Ana terapötik tedavi sırasında bazı geleneksel tıp tarifleri iyileşme sürecini hızlandırmaya yardımcı olacaktır. Gargara yapmak için antibakteriyel bir solüsyon hazırlamak için ihtiyacınız olacak:

  • 1 pancar
  • 1 yemek kaşığı. ben. %6 elma sirkesi.

Pancarlar ince bir rende üzerine rendelenir ve sirke ile karıştırılır. Karışımı karanlık bir yerde 4 saat bekletin, ardından suyunu kalın bir bezle süzün.
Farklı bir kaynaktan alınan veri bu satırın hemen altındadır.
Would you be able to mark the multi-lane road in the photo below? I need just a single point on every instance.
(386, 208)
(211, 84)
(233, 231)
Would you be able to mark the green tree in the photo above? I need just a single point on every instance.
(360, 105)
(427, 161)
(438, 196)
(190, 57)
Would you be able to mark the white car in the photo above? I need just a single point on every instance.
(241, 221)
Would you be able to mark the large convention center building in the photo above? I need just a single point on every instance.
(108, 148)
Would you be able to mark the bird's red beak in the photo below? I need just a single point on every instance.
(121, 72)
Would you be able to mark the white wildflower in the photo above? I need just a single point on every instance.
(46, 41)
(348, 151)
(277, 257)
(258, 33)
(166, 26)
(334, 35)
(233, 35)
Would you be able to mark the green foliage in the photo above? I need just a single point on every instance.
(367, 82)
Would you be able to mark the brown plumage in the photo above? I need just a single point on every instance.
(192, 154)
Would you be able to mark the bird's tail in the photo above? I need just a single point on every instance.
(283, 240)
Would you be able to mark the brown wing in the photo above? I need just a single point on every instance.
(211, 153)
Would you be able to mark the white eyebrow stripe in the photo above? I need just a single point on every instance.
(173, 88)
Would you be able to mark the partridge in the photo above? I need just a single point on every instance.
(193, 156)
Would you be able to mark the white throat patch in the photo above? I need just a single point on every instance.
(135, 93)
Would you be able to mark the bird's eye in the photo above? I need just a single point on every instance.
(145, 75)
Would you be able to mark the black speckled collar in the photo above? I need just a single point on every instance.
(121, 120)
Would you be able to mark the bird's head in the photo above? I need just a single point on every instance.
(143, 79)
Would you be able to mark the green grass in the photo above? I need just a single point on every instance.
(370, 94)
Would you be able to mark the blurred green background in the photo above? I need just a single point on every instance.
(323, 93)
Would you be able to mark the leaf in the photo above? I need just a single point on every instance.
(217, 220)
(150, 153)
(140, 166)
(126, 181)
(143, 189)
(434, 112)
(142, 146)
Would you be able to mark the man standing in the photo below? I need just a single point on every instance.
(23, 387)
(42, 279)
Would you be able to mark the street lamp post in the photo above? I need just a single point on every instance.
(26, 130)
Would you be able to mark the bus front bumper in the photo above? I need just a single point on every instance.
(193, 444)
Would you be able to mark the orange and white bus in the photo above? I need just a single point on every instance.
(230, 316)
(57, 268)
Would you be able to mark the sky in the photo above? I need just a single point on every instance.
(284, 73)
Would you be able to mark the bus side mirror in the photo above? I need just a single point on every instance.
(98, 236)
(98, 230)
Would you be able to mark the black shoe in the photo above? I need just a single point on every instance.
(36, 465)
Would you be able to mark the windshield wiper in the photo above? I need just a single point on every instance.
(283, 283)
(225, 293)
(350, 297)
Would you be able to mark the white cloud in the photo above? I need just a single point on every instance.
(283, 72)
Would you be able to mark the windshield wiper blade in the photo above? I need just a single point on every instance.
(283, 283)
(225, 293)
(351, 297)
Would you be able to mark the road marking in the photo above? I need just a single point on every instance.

Elde edilen solüsyonla her 3 saatte bir gargara yapın.

Bal ve arı ürünleri iltihabı hafifletmeye yardımcı olabilir. 2-3 gün boyunca günde 3 defa yemeklerden sonra bir parça propolis foliküler boğaz ağrısı semptomlarını hafifletmeye yardımcı olacaktır. Kaliteli propolis, çiğneme sonrasında ağızda karıncalanma veya yanma hissi bırakır.

Meyveler ve olgun meyveler, zayıflamış bir bağışıklık sisteminin yenilenmesine yardımcı olacaktır. Soğuk havalarda ahududu reçeli, kızılcık suyu ile değiştirilebilirler. Ihlamur çiçeği veya kekik gibi çeşitli bitki çaylarına böğürtlen, ahududu ve kuşburnu ekleyin.

Halk reçetelerinin ilaç tedavisinin yerini almadığı ve bunları kullanmadan önce bir doktora danışmanız gerektiği unutulmamalıdır.